Modi’s decisive mandate means that India will move further toward becoming a majoritarian democracy, said Suhas Palshikar, a political scientist and columnist. “It is not so much that the formal institutional structure will change,” he said. “What will change are the social and cultural values in the society.” Religious minorities will be “reduced to secondary citizens” while Hindu nationalists “have free play.”
As prime minister, Modi attempted to implement an ambitious agenda while consolidating his grip on power. The government has built roads, launched a high-profile cleanliness drive and implemented a nationwide value-added tax. At the same time, media freedom has decreased, while government pressure on critics and independent institutions has grown.
Two months before voting began, a suicide bomber killed 40 security Indian security forces in the disputed region of Kashmir. Modi launched a retaliatory airstrike on an alleged terrorist training camp near the town of Balakot within Pakistan, an unprecedented step for India.
There is no proof the strikes killed any militants. In the confrontation that followed, an Indian pilot was captured by Pakistan and six Indian soldiers were killed in a helicopter crash now believed to be a case of friendly fire. But on the campaign trail, Modi repeatedly cited the strikes as proof of his government’s unique ability to combat terrorism and his toughness in matters of national security.
After the official campaigning period ended, Modi went to a Hindu pilgrimage site high in Himalayan mountains where he prayed and mediated overnight in a cave, an exercise in piety broadcast across the nation.
Gandhi, the Congress Party leader, tried to dent Modi’s dominance. He attacked Modi for threatening the secularism promoted by the country’s founders and for failing to create jobs for millions of young people or to help struggling farmers.
Modi struck back, calling Gandhi the scion of a corrupt dynasty.

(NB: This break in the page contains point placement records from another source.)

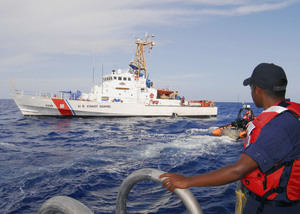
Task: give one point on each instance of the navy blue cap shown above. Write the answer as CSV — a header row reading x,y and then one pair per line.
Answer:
x,y
268,76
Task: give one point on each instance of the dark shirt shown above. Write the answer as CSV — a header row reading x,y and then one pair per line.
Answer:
x,y
279,140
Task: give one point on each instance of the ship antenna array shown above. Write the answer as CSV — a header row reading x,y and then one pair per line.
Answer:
x,y
139,62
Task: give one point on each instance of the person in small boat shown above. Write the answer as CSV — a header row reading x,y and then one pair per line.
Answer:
x,y
269,166
241,122
237,129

Gandhi’s father, grandmother and great-grandfather all served as prime ministers of India (the family is not related to independence leader Mohandas Gandhi).
At the Congress Party headquarters in Delhi on Thursday afternoon, journalists waited in vain under the shade of a large tree for party leaders to comment on the vote. In the stillness, birds chirped and the noise of passing cars drifted in from the road.
Party workers spoke in low voices about the results, their expressions glum. “These elections were won by telling lies to the people,” said Dinesh Kaushik, a grass roots Congress official. Modi will “go to any extent to get power.”
The roads leading to the new BJP headquarters were packed with jubilant Modi supporters who distributed sweets and set off firecrackers to celebrate the election win. Women wore saris printed with Modi’s face, while young men wearing scarves and carrying flags in the BJP’s signature color — an orange-y saffron — danced to the sound of drums and trumpets.
“The reason the BJP won massively is because of the Balakot airstrikes,” said Rishabh Jain, 32. “It’s because Modi took care of national security.” Jain said he hoped the government would improve development and advance its agenda of Hindutva — the ideology underlying Hindu nationalism. “We expect a strong country now,” he said.